As one Capital Hill player recently wrote me: “Unfortunately, everyone in a position of power up here knows full-well the connection between Peterson, the commission and Simpson.  They either don’t care or are too afraid to say anything because they’ll appear ‘soft on deficits.’  It’s no different than their Iraq war votes…they believe they’ll appear ‘weak’ if they don’t jump on the bandwagon. The Democrats, (with the exception of Nancy Pelosi and only a handful of others–including commission member Jan Schakowsky), have no intention of taking on Peterson’s crew.  Congress may be  a lost cause on this issue, if the voters don’t get pissed off about the Commission fast.” 

Will enough voters get pissed off enough, soon enough to slow down the anti-entitlement juggernaut? It’s a long shot, at this point. There are signs of something like a small movement growing around the Cat Food Commission idea, and scattered protests (among them a demonstration dubbed the “Dancing Grannies for Medicare.”)

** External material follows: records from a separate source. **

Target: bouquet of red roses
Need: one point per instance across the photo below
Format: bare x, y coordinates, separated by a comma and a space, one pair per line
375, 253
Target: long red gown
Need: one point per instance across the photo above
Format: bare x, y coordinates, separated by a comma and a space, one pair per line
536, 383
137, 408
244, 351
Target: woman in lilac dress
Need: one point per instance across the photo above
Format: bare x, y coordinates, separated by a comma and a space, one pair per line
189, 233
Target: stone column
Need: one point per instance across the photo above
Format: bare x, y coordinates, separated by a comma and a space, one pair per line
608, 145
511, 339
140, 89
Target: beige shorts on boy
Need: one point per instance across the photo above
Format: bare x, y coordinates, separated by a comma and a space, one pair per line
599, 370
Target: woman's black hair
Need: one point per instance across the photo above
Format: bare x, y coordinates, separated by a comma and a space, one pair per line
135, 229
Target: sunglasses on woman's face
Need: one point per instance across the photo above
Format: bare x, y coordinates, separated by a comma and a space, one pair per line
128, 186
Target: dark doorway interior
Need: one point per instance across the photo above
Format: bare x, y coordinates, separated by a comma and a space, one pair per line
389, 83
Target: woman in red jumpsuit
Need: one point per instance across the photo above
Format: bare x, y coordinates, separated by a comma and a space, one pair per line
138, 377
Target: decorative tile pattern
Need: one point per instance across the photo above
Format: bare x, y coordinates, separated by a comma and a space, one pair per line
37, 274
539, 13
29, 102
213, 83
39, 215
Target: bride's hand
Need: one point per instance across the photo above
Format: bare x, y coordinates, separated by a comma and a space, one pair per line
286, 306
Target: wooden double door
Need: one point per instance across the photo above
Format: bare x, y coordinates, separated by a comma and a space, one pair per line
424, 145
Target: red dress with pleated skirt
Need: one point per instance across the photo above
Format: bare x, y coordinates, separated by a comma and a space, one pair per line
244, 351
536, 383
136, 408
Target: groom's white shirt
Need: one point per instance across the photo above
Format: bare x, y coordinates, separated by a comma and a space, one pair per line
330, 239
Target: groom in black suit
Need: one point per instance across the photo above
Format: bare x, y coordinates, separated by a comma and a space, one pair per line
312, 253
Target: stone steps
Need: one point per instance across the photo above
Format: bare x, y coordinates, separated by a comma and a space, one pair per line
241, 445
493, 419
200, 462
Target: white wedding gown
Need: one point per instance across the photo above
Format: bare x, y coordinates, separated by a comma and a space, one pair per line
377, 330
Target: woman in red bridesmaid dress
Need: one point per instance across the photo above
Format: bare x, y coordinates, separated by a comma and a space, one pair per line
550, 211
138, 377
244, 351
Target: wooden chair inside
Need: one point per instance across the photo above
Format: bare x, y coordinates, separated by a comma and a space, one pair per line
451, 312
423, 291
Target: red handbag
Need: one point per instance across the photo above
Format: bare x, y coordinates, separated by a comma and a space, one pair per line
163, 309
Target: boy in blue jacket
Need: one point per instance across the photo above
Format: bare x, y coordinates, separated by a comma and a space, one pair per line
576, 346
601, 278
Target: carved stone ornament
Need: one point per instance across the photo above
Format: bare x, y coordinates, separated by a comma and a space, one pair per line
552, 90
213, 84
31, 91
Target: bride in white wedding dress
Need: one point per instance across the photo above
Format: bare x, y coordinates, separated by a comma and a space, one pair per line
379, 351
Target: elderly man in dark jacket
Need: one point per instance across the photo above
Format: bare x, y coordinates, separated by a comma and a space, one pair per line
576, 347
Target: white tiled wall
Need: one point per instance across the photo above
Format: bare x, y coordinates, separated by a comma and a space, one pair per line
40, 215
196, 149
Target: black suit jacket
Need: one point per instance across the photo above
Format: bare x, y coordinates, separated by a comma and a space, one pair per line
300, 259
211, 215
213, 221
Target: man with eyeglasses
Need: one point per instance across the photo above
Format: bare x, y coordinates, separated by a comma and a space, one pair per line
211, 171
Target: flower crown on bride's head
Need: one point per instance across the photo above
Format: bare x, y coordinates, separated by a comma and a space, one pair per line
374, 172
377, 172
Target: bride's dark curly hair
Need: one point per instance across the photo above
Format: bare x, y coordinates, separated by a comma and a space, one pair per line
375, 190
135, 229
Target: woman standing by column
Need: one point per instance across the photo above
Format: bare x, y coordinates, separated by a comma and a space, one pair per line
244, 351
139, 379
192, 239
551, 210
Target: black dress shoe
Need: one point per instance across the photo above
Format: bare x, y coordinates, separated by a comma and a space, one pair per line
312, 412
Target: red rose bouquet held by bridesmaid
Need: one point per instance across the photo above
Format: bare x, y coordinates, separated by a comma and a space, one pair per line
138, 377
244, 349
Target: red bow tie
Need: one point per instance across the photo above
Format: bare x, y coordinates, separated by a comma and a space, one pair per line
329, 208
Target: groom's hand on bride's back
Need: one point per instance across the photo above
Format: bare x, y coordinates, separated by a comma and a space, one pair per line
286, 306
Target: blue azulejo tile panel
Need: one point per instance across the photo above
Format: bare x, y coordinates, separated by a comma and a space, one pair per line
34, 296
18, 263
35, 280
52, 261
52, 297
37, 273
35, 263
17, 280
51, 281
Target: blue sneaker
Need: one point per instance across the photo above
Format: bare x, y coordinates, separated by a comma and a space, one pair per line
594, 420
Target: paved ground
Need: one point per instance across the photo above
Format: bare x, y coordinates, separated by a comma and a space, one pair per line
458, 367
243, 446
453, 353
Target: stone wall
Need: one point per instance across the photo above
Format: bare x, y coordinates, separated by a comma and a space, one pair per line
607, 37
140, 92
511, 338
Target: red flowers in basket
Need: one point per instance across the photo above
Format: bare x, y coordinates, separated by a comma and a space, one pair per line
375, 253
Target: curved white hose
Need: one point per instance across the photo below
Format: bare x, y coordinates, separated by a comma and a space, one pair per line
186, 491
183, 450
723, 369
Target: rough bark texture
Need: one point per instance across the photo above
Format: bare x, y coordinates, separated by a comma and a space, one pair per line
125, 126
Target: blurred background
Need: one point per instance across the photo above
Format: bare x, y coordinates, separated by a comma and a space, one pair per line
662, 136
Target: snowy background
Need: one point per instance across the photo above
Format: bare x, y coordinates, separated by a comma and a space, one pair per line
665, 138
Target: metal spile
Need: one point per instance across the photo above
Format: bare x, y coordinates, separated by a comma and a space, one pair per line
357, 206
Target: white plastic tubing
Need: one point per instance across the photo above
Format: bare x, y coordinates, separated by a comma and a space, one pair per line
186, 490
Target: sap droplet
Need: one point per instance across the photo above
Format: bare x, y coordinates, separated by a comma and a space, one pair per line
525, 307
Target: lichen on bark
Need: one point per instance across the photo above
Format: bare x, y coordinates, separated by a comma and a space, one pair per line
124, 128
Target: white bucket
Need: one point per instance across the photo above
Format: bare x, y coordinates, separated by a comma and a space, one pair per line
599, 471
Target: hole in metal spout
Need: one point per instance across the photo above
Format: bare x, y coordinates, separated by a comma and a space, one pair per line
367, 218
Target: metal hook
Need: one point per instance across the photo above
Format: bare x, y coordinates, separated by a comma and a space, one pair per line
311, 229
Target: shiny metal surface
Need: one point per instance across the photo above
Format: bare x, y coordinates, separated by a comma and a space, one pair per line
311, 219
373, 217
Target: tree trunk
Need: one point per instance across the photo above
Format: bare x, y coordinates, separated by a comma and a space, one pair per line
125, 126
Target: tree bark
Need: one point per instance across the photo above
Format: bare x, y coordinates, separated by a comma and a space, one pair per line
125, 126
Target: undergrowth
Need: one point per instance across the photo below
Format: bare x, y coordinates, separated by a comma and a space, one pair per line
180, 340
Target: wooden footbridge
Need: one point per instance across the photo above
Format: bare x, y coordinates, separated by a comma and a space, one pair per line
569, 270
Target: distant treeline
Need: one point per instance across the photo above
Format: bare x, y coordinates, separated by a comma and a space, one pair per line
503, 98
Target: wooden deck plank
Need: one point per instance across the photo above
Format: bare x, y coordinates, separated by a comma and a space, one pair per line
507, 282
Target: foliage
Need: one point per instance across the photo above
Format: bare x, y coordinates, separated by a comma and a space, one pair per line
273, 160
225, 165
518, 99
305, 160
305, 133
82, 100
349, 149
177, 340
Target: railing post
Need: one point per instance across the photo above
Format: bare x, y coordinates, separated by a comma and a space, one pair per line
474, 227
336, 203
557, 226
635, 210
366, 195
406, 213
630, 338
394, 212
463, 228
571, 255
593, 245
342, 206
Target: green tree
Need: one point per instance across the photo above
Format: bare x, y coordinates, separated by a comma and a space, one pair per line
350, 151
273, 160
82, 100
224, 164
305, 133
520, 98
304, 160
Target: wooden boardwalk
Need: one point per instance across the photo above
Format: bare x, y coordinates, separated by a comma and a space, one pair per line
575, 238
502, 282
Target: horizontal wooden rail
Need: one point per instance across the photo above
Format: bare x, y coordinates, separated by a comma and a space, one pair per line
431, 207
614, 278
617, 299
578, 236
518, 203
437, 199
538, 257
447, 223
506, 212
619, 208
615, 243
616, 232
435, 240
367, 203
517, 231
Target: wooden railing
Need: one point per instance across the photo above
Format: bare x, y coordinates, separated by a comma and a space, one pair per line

But it’s going to take a lot to waylay the likely course of future events:  The Cat Food Commission will undoubtedly recommend, and a lame duck Congress will pass, legislation that looks fairly innocuous: trimming Social Security a bit, maybe by upping the age by a few years, and cutting a little from Medicare–none of it affecting anyone who is over 65 right now. That will enable the politicians now in office to look like they are protecting seniors and fending off any drastic cuts, while at the same time appearing “tough” on the deficit. But the legislation, in the usual Washington mode, will gradually widen as the years go by, so that by the time this bunch of pols are retired (on their fat pensions) and out of the fray, the new rules will be eating  into entitlements in a big way.

The other side of this Faustian bargain would appear to be Congress passing some tax increases. “In setting up his National Commission on Fiscal Responsibility and Reform,” William Greider recently wrote in The Nation, “Barack Obama is again playing coy in public, but his intentions are widely understood among Washington insiders.” As Greider puts it, “The president intends to offer Social Security as a sacrificial lamb to entice conservative deficit hawks into a grand bipartisan compromise in which Democrats agree to cut Social Security benefits for future retirees while Republicans accede to significant tax increases to reduce government red ink.”

It remains to be seen how “significant” those tax increases actually turn out to be. But even former Federal Reserve Chair Alan Greenspan seems to be on board with this general plan. Greenspan’s credentials include chairing the first major entitlement-cutting commission back in the 1980s, as well as promoting the Bush-era tax cuts that helped the deficit grow to its current proportions. He still says that reductions to Medicare benefits are necessary–but in a recent interview in the New York Times, Greenspan also says that he now wants to remove all the Bush tax cuts. Seeing as it comes from the champion of “let them eat cake” economics, this pronouncement must be seen as predictor of how conservatives could end up voting. In short, the old and the poor will have to eat cat food, but the rich might kick in a few crumbs as well.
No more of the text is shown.